L’ANJ rappelle que le cadre juridique exigeant qui s’applique aux monopoles en raison de leur statut spécifique implique que leur politique promotionnelle demeure mesurée et limitée. Celle-ci doit avant tout consister à informer leurs clients potentiels de l’existence de leur offre et non à stimuler activement ces derniers et encourager la pratique du jeu.

L’ANJ constate tout d’abord que la FDJ n’a que partiellement répondu aux réserves formulées en 2022 par l’Autorité sur l’ampleur et les modalités de sa stratégie promotionnelle.

Elle pointe en particulier les difficultés suivantes dans la stratégie 2023 :

 

  • Le nombre très important de campagnes promotionnelles, institutionnelles et de sponsoring d’envergure prévues, qui entretiennent une exposition publicitaire des publics importante et continue tout au long de l’année ;
  • Une stratégie offensive de promotion de son offre de loteries destinée à recruter un nombre élevé de nouveaux joueurs et à faire de la loterie un produit de consommation courante (notamment par le recours à l’influence, l’activation de gratifications via des applications de promotions privées proposant de « bonnes affaires » et la mise en avant des jackpots et de slogans accrocheurs comme « pluie de millionnaires ») ;
  • Une part significative de la stratégie promotionnelle axée sur la « contribution sociétale du groupe », ce qui comporte le risque d’encourager la pratique des jeux d’argent et de hasard en installant un lien direct entre la consommation de ses jeux et une cause d’intérêt général, de nature à banaliser ou généraliser la pratique du jeu.

 

Le collège de l’ANJ a décidé de rejeter la stratégie promotionnelle de LA FRANÇAISE DES JEUX car celle-ci ne saurait être regardée comme suffisamment mesurée et limitée par rapport à la publicité qu’un monopole de jeux d’argent peut légalement réaliser. Aussi, la société LA FRANÇAISE DES JEUX devra déposer, au plus tard dans un délai d’un mois, une nouvelle demande d’approbation de sa stratégie promotionnelle, après discussion avec les services de l’ANJ.
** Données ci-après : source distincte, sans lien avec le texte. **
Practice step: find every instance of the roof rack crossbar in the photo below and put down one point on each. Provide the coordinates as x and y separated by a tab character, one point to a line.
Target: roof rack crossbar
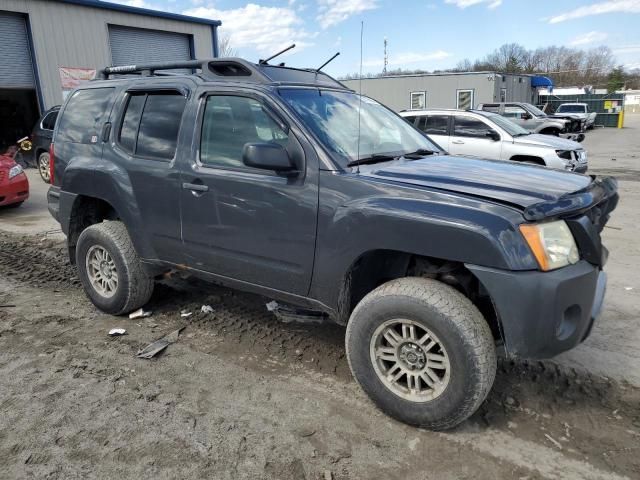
147	69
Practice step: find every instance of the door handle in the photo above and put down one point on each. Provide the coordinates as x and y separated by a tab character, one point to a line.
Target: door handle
195	187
Enfin, de manière générale, dans un contexte où la pression publicitaire reste forte et où les dernières études tendent à montrer une augmentation du jeu excessif, l’ANJ réfléchit à l’opportunité de proposer des mesures complémentaires aux pouvoirs publics dans les prochains mois pour renforcer l’encadrement de la publicité pour les jeux d’argent.